Interrupting an operation at a precise moment is a low-probability situation, so restarting a container runtime is generally a safe operation. On a heavily loaded node, where every operation is slower, the window for interrupting a critical operation is larger and the probability of hitting one of these edge cases increases.
A node reboot is the most disruptive of these events, because every container on the node stops. A reboot encompasses both a container runtime restart and a kubelet restart, but with more consequences: where a standalone kubelet or runtime restart leaves the already-running containers in place, a reboot stops every container first. After the node boots, the kubelet and container runtime start again with no containers actually running.
Before a planned reboot you can reduce the impact by cordoning the node, so the scheduler stops placing new Pods on it, and then draining it to evict the existing Pods gracefully. When graceful node shutdown is enabled, the kubelet also attempts to stop running Pods cleanly when it detects that the node is shutting down.
When the node comes back:
The reboot stops all containers, and the kubelet recreates them when the node comes back. If the node stays down longer than the configured toleration period described below, only Pods managed by a controller (such as a Deployment, StatefulSet, or DaemonSet) get a replacement Pod. The replacement Pod might schedule onto a different node. Standalone Pods (without another object or controller managing them) are not recreated after deletion.
The node renews the lease and reconcile it's status. It is reported as NotReady until the kubelet,
container runtime, and network are ready.
While the node is NotReady, the node may be
tainted
with node.kubernetes.io/not-ready, and after the configured toleration
period the control plane can evict Pods that do not tolerate it.

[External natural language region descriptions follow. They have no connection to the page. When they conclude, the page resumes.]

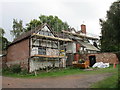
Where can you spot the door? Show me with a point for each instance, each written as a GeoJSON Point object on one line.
{"type": "Point", "coordinates": [92, 60]}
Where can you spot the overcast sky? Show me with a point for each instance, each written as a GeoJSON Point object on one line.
{"type": "Point", "coordinates": [74, 12]}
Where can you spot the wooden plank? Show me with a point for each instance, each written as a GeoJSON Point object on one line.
{"type": "Point", "coordinates": [50, 37]}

The kubelet re-runs admission for the Pods assigned to the node, so the label and taint considerations described under kubelet restart apply here as well.
For Pods that request devices, the kubelet calls the relevant device plugin again to confirm the device allocations for the Pods that are being restored on the node. The device plugin must re-register with the kubelet after the reboot so that these allocations can be reconciled.
Local storage tied to the lifetime of a container or Pod can be lost. A
container's writable layer is discarded when the container is recreated, so
data written there does not survive the reboot. An
emptyDir volume lasts as long as
the Pod stays on the node: a memory-backed emptyDir (medium: Memory) is
always lost on reboot because it is held in RAM, while a disk-backed emptyDir
survives a reboot as long as the Pod is not evicted or deleted, and is removed
only when the Pod leaves the node.
For workloads that must tolerate node reboots, run Pods through a controller, use persistent volumes for data that must survive, and configure disruption budgets and probes so that traffic is only sent to Pods once they are ready.